J’ai intégré Kremer Racing qui était une grande équipe néanmoins nous n’étions pas venus avec l’idée de monter sur le podium de notre catégorie. La course s’était très bien déroulée. Je m’étais très rapidement senti à l’aise avec la voiture. Nous avions eu de la pluie le dimanche matin. Ça m’avait permis de me mettre en évidence et d’aider l’équipe à faire un bon résultat. »

Vous avez également connu des mésaventures aux 24 Heures du Mans. On pense notamment à votre sortie de piste au virage d’Indianapolis en 2005 au volant d’une Porsche 911 GT3 RSR de T2M Motorsport. Pouvez-vous nous raconter ?

« J’ai perdu une de mes roues à l’amorce du virage d’Indianapolis, la voiture s’est mise à 90 degrés par rapport à la piste mais j’ai réussi à la remettre droite et à choisir là où j’allais aller. Lorsque j’ai vu que ma course allait se terminer dans l’échappatoire, j’ai su que ça allait taper fort. Toutefois, je ne m’attendais pas à attérir dans un arbre. Je ne me souviens pas du choc en revanche je me rappelle avoir parlé à la radio avec mon équipe et la transmission n’avait jamais aussi bien fonctionné. Je suis descendu de la voiture par mes propres moyens. L’événement en lui-même n’a pas été traumatisant. En revanche lorsque je me suis retrouvé seul avec la voiture dans le parc fermé, j’ai pris conscience que ça aurait pu mal se terminer. Ça a été un vrai choc. Je me suis isolé et j’ai pleuré durant cinq minutes.
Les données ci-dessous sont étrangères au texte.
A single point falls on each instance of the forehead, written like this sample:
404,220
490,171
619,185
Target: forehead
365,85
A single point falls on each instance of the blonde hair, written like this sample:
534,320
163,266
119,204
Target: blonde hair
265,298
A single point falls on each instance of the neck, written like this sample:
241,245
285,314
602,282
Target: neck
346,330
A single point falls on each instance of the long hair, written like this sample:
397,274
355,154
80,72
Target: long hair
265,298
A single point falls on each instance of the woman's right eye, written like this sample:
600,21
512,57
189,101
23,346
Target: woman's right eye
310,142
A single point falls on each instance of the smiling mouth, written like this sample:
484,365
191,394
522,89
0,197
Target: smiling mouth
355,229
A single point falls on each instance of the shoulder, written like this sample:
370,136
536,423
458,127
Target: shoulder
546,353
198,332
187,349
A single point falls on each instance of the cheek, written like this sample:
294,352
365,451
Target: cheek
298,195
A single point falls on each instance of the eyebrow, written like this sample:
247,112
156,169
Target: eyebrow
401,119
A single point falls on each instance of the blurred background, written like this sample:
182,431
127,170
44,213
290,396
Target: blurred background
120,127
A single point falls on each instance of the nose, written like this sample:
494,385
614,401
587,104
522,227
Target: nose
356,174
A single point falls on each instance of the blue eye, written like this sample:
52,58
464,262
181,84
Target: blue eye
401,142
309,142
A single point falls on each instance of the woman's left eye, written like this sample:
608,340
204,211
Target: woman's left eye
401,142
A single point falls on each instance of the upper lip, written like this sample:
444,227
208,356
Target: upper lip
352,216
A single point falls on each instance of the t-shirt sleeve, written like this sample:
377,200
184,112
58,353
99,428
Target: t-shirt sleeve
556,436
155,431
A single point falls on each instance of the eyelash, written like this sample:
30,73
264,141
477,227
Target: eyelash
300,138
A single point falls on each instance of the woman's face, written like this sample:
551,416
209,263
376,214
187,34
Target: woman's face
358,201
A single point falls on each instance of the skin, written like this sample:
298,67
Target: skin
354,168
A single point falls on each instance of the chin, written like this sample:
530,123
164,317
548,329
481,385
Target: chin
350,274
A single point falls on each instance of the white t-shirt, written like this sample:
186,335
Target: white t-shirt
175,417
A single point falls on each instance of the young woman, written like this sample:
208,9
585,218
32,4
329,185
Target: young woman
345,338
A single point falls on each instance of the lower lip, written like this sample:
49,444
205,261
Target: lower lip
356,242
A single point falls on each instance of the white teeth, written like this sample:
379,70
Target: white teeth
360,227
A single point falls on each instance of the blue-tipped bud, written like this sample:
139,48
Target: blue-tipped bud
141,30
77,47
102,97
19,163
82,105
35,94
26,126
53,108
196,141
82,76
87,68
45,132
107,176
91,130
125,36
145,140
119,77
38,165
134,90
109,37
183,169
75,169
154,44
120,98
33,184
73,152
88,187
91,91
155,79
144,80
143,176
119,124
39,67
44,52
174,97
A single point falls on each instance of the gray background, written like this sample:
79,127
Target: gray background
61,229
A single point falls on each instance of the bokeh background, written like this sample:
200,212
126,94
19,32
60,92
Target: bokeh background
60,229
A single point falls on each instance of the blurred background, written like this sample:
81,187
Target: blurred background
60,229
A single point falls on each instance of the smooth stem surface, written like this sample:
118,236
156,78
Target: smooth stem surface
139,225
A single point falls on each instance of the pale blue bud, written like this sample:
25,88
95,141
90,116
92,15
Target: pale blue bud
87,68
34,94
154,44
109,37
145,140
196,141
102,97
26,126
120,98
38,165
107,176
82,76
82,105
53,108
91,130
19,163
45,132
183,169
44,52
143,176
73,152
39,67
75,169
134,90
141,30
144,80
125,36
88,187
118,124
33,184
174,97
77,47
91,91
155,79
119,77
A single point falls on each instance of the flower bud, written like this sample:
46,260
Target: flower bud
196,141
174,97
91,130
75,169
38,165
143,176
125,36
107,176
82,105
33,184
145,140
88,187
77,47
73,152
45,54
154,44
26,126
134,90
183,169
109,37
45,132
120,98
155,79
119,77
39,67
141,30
L’année d’après j’étais de nouveau au départ de la course et à aucun moment j’ai pensé que je pourrais de nouveau connaître une telle mésaventure. »

Xavier Pompidou – Sept participations aux 24 Heures du Mans
1998 : Kremer-Porsche de Kremer Racing – 12e du classement général et 2e de la catégorie LMP1 ;
2000 : WR-Peugeot de Gérard Welter – Abandon ;
2001 : Ascari-Judd de Team Ascari – Abandon ;
2005 : Porsche 911 GT3 RS de T2M Motorsport – Abandon ;
2006 : Porsche 911 GT3 RSR de Sebah Automotive – Abandon ;
2008 : Lola-Judd de Sebah Automotive – Abandon ;
2009 : Lola-Judd de Speedy Racing Team – 12e du classement général et 2e de la catégorie LMP2.